To investigate the protective effect of urokinase on renal interstitial inflammation and fibrosis in rats with chronic cyclosporine A (CsA)-induced nephropathy.

METHODS

Male SD rats were fed on low salt diet (0.05% sodium) for 7 days and randomized into 4 groups for treatment with CsA, CsA+continuous low-dose uPA (U2), intermittent CsA+ high-dose uPA (U6) or vehicle (control group). In the former 3 groups, the rats were subjected to daily intragastric administration of CsA (25 mg/kg) for 4 weeks to establish CsA-induced chronic nephropathy model, and those in U2 and U6 groups were given uPA at 2000 U/kg daily or at 6000 U/kg every 3 days, respectively.
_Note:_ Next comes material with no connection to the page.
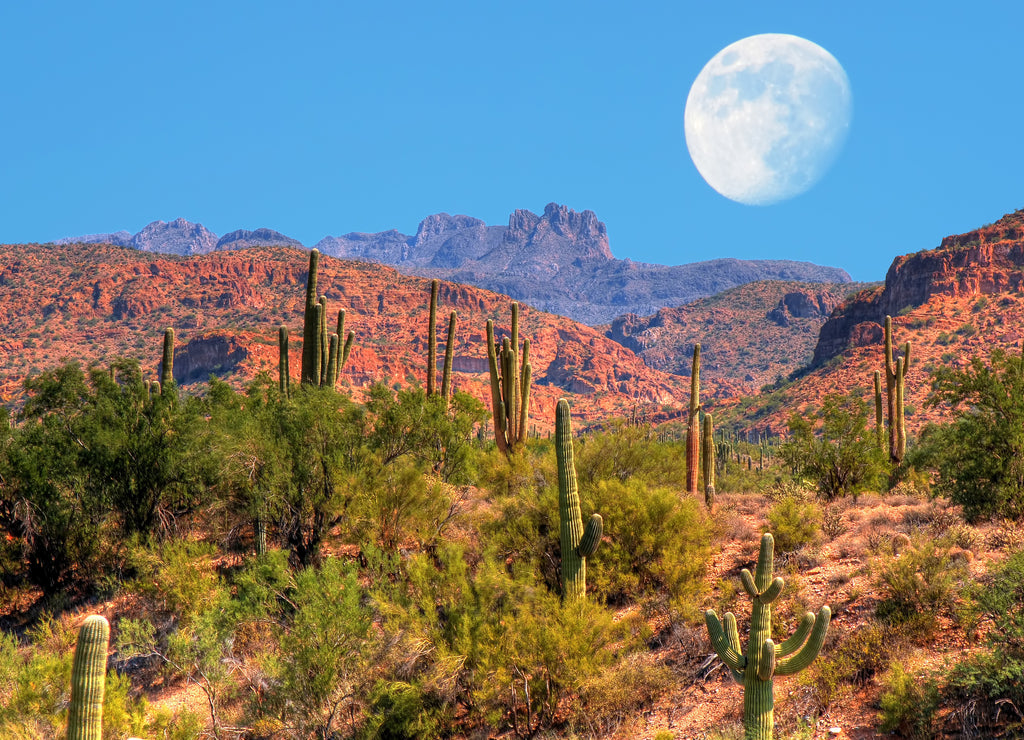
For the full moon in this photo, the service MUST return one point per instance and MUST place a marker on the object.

Four weeks after the treatment, the renal function and 24-h proteinuria were assessed, and Masson staining was used for examining fibrin deposition. Semi-quantitative immunohistochemical staining was employed for evaluation of ED-1-positive cells, urokinase-type plasminogen activator (uPA) and transforming growth factor-beta1 (TGF-beta 1).

RESULTS

Four weeks after the treatment, the CsA-treated rats showed significantly elevated serum creatinine (Scr), blood urea nitrogen (BUN) and increased urine proteins. Continuous administration of low-dose uPA resulted in significantly reduced Scr, BUN and 24-h urine protein excretion, while intermittent high-dose uPA treatment did not produce such changes. CsA increased fibrin deposition, total number of macrophages in renal interstitium and TGF-beta1 expression in the renal tissue, which were significantly reduced in U2 group (P<0.05) but not in U6 group (P>0.05).

CONCLUSION

Continuous administration of low-dose uPA may reduce interstitial fibrin deposition and alleviate renal interstitial inflammation in rats with chronic CsA nephropathy, possibly by reducing the number of macrophages and TGF-beta1 expression in the renal tissue.